My most influential paper: A Simple Algorithm for Identifying Negated Findings and Diseases in Discharge Summaries. 1156 citations. I did not create this algorithm (a grad student named Will Bridewell did), but I built the story of why it was better than a baseline and why it was needed when we had just been scooped by a more sophisticated algorithm. With some trepidation, I requested to be first author. It charted a 10-year path for my career, and the work I continued to develop with colleagues has been implemented in many languages by researchers and industry.

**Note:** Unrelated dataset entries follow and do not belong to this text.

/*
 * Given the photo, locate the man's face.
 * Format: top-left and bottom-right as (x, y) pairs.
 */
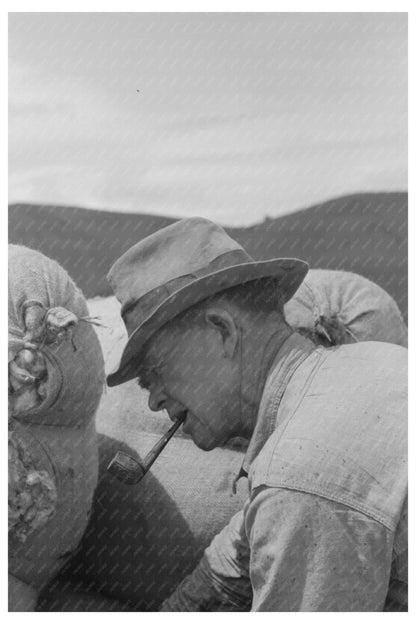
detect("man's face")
(138, 316), (241, 451)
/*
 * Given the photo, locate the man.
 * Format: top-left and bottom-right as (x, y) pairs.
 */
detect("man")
(108, 218), (407, 611)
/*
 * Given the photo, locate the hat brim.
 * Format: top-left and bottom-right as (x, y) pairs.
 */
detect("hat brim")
(107, 258), (309, 387)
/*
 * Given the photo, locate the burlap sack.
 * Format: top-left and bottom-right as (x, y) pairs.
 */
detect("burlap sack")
(8, 245), (104, 611)
(285, 269), (407, 347)
(37, 270), (406, 611)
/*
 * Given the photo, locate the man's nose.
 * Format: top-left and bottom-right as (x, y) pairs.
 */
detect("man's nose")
(147, 386), (167, 412)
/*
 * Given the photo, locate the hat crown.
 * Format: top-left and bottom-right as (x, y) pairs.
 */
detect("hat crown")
(107, 217), (247, 312)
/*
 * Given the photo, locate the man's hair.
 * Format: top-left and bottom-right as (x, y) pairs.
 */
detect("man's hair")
(175, 277), (284, 330)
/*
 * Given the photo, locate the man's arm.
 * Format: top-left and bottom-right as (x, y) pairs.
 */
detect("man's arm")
(161, 511), (252, 611)
(246, 487), (394, 611)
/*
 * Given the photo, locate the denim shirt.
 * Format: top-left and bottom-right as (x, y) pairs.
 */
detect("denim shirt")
(162, 334), (407, 611)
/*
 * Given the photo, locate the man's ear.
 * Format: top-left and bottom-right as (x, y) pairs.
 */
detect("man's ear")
(205, 307), (239, 359)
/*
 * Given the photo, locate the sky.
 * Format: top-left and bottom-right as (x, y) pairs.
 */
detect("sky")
(9, 13), (407, 225)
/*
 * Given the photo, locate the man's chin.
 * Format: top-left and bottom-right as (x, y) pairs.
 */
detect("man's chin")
(192, 437), (228, 451)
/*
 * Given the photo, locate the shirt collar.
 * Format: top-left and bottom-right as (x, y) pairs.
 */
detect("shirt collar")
(233, 332), (316, 489)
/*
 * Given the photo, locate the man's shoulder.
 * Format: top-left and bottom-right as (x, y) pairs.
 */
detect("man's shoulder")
(250, 342), (407, 528)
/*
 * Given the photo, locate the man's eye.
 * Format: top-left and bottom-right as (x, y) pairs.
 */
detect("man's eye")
(136, 366), (160, 390)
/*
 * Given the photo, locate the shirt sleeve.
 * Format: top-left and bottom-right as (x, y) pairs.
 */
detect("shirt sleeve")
(246, 487), (394, 611)
(161, 505), (252, 611)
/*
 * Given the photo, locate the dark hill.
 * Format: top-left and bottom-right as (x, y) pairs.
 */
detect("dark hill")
(9, 193), (407, 318)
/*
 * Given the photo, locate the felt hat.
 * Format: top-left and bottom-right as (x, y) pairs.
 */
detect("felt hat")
(107, 217), (309, 386)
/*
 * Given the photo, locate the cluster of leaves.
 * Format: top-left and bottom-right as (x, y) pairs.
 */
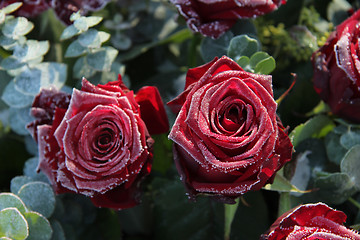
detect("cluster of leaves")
(60, 12), (121, 82)
(0, 172), (56, 240)
(0, 0), (360, 240)
(0, 3), (67, 135)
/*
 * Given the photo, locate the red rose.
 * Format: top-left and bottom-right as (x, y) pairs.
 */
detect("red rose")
(260, 203), (360, 240)
(168, 57), (292, 199)
(312, 10), (360, 123)
(29, 77), (168, 209)
(170, 0), (286, 38)
(0, 0), (110, 24)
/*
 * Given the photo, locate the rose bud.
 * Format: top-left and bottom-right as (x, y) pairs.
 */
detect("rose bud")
(260, 203), (360, 240)
(312, 10), (360, 123)
(28, 76), (168, 209)
(168, 56), (293, 202)
(0, 0), (110, 24)
(170, 0), (286, 38)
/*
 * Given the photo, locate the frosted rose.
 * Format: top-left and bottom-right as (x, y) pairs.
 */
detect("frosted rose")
(312, 10), (360, 123)
(29, 78), (168, 209)
(168, 56), (292, 200)
(170, 0), (286, 38)
(260, 203), (360, 240)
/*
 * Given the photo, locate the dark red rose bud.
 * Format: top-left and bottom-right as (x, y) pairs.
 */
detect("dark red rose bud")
(0, 0), (50, 17)
(312, 8), (360, 123)
(0, 0), (110, 24)
(30, 78), (166, 209)
(260, 203), (360, 240)
(168, 57), (293, 200)
(27, 89), (70, 141)
(135, 86), (169, 135)
(170, 0), (285, 38)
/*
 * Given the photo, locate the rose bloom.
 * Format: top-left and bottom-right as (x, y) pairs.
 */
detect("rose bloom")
(312, 11), (360, 123)
(0, 0), (110, 24)
(168, 56), (292, 201)
(28, 77), (169, 209)
(260, 203), (360, 240)
(170, 0), (286, 38)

The paper I had the most fun writing: Developing Syndrome Definitions based on Consensus and Current Use. 33 citations. In this paper, I was truly able to tell a story. Everyone deployed syndromic surveillance in the mid 2000’s with different definitions that couldn’t be compared or shared. I brought them all to Pittsburgh to create consensus definitions. I was terrified my efforts would fail as everyone protected their turf, and in the first hour of the workshop, it looked grim. But we came up with a framework that achieved perfect harmony. Here are two slides from my presentation at the International Society for Disease Surveillance conference where Farzad Motashari, before becoming the national coordinator for health information technology at the U.S. Department of Health and Human Services, told the audience it was the most important paper of the conference.





The paper I am most proud of: Anaphoric Reference in Clinical Notes: Characteristics of an Annotated Corpus. 18 citations. This is the story of a woman with a degree in linguistics and no satisfactory career path who followed her husband into medical informatics for the lure of clinical NLP. In this project, I got to combine my knowledge of linguistic theory, such as discourse models, linguistic form, and salience, with the practical but hugely effortful team-based task of creating an annotated corpus I hoped would be used to train and develop anaphoric reference algorithms. It wasn’t used much beyond our team as far as I know.